IMF team in Pak. to assess state of economy

ISLAMABAD, SEP. 2 An advanced team of the International Monetary Fund (IMF) arrived here today for an `assessment' of the state of the economy to enable the organisation take a final decision on resumption of stalled economic assistance to Pakistan.

The advance team would hold preliminary discussions with the officials of Pakistan Central Bureau of Revenue (CBR) on various measures initiated by the military government for documentation of the economy and widening of the tax-base. Mr. Sena Ekin, IMF Assistant Director Middle Eastern Region, is expected here on September 7 on talks for resumption of financial assistance withheld for the last 18 months.

Pakistan is confident that the Fund would resume its assistance programme as the Musharraf Government has fulfilled majority of the conditionalities imposed by the IMF which include steps to augment tax revenues and documentation of the economy.

At the risk of incurring the wrath of the traders and middle class, the military Government has gone ahead with imposition of General Sales Tax (GST), brought agricultural lands above a certain ceiling level under the tax bracket and made it obligatory for the traders to file their tax returns.

Pakistan has been anxiously awaiting the arrival of the IMF team to hold the crucial negotiations.
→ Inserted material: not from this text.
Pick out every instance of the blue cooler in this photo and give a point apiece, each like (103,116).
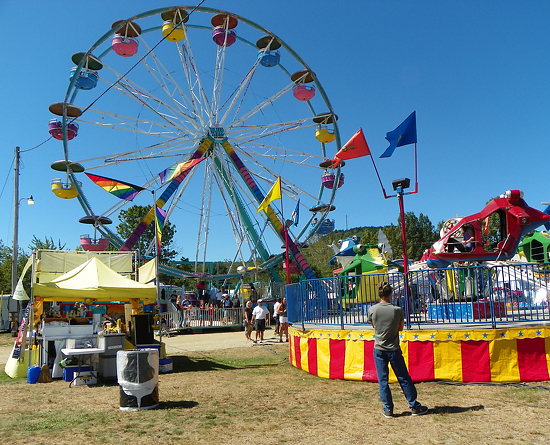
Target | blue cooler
(70,371)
Statements from the leading lights of the Government seem to suggest that Pakistan is a bit annoyed with the bosses of IMF for what is termed as `frequent shifting of the goalposts' by the Fund for resumption of economic assistance programme. The reference is additional conditionalities that are sought to be imposed.

Reports in the Pakistani press suggest that the IMF is pressuring Pakistan to sign the CTBT and initiate steps to reduce tensions with India if it is eager on early resumption of economic assistance.

Pakistan is keen on early resumption of IMF assistance as foreign exchanges reserves of the country have dipped to a dangerous low. Besides, there is the real danger of Pakistan defaulting its loan obligations if the international financial agency does not come forward with a new package. The IMF has suspended its assistance programme after the May 1998 nuclear tests. The suspension was partially lifted in July 1998 but the programme was once again interrupted by the Kargil conflict and the subsequent military coup.

The estimate of external debt of Pakistan vary from $30 to $35 billion. The situation is grim as it is neither servicing the debts and interest liabilities with Paris and London Club nor paying for the oil imports from Saudi Arabia. The London and Paris Club countries had provided a short-time relief by rescheduling Pakistan's debts for two years.

In 1998, Saudi Arabia had agreed to continue oil supplies on deferred payments. The relief period for debt and oil payments runs out by the end of this year and according to estimates Pakistan would require $5 billion just to service its debts.